At $10 a month, subscribers receive a box of six deluxe samples, “along with an exclusive PLAY! BOOK — packed with helpful advice — and a PLAY! PASS to redeem in store for a free one-on-one learning session with a beauty expert,” according to Sephora’s website. Each box is curated around a certain theme like “Secrets to Dewy Skin.”

A spokesperson for Sephora declined a request for an interview from FOXBusiness.com.

Liz Cadman, founder of My Subscription Addiction, a blog for news and reviews of subscription services, says bigger companies are starting to enter the subscription world as a way to maintain their customer base.

“Long-term Sephora will be a major player in the arena; they have that name recognition.”

Cadman added that My Subscription Box’s announcement of the Sephora box was the site’s most shared post of all time.

The LVMH-owned Sephora has 1,900 stores worldwide. In 2007, it launched the “Beauty Insider” program to reward loyal clients, followed by V.I.B. (Very Important Beauty Insider) in 2009. It stands to reason, then, that Sephora would have little trouble gaining traction in the subscription box market.

How does Birchbox, Sephora’s most obvious competitor, feel about the beauty retailer’s entrance into the space?

“A huge beauty retailer seeing this [subscription service] as an opportunity for them validates what we’ve done,” said Birchbox CEO and Co-Founder Katia Beauchamp.

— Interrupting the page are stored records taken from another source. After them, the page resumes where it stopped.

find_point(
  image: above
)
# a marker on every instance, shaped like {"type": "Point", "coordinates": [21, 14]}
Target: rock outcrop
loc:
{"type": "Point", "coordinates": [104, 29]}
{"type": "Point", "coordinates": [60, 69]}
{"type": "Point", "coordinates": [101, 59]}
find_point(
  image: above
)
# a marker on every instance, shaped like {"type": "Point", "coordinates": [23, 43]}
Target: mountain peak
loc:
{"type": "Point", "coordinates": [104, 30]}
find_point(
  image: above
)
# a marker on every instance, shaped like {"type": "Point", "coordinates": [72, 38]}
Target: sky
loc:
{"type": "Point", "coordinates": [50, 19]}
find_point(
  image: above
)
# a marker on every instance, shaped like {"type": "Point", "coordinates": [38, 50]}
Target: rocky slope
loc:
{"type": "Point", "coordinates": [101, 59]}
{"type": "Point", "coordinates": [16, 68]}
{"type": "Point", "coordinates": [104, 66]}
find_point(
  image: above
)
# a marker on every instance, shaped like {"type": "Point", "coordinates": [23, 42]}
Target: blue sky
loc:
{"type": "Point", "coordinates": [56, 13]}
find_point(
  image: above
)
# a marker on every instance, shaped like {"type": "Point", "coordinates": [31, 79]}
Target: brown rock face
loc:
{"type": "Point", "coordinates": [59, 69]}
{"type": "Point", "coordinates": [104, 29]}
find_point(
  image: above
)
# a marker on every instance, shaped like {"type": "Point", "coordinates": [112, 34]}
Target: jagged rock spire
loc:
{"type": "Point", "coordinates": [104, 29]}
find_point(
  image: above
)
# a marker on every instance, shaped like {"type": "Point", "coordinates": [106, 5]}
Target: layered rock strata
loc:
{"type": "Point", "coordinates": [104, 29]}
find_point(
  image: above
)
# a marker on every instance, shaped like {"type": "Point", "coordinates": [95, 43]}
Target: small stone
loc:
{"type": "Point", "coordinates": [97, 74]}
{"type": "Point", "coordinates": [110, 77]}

The company, which just celebrated its five-year anniversary, has one million subscribers in six countries. In 2012, Birchbox Man launched and in 2014, Birchbox opened its first brick-and-mortar store in Soho, New York.

“It’s ironic – the five-year number we projected was what we reached in seven months,” Beauchamp said.

Unlike Sephora, Birchbox prides itself on not catering to the “beauty junkie” demographic. That is to say, it focuses on women who have a more casual relationship with beauty or are perhaps even intimidated by the beauty aisle.

Subscribers create a “Beauty Profile” once they sign up for the $10-a-month service, allowing for a custom-curated box each month. The goal is to drive customers to the Birchbox e-commerce shop, where they can choose from over 800 beauty, grooming and lifestyle brands.

Birchbox subscribers earn points that can be redeemed toward an order on the e-commerce site by reviewing their samples every month, inviting friends to subscribe and sharing their box on social media.

Beauchamp says the subscription model is “a natural evolution to the e-commerce industry,” because it personalizes the shopping experience as well as adds value for the consumer.

That being said, one of the brand’s goals going forward is to add more brick-and-mortar stores across the U.S. to complement the online shopping component. Different from Sephora, the layout of the physical stores will arrange products by category (eyeliner, moisturizer, etc.) as opposed to by brand.

As Sephora moves into the subscription space and Birchbox increases their brick-and-mortar presence, will consumers have to choose between the two?

“Our average user has seven subscriptions and 12 more on their wish list,” said Cadman.

She added that many women will subscribe to both boxes and that there is room in the beauty category for Sephora and Birchbox to co-exist without one infringing on the other’s bottom line.

For those undecided about which box or boxes they should invest in the future, Cadman suggests looking at reviews of the last three months’ boxes.

“Would you have been happy paying for those items?” she said.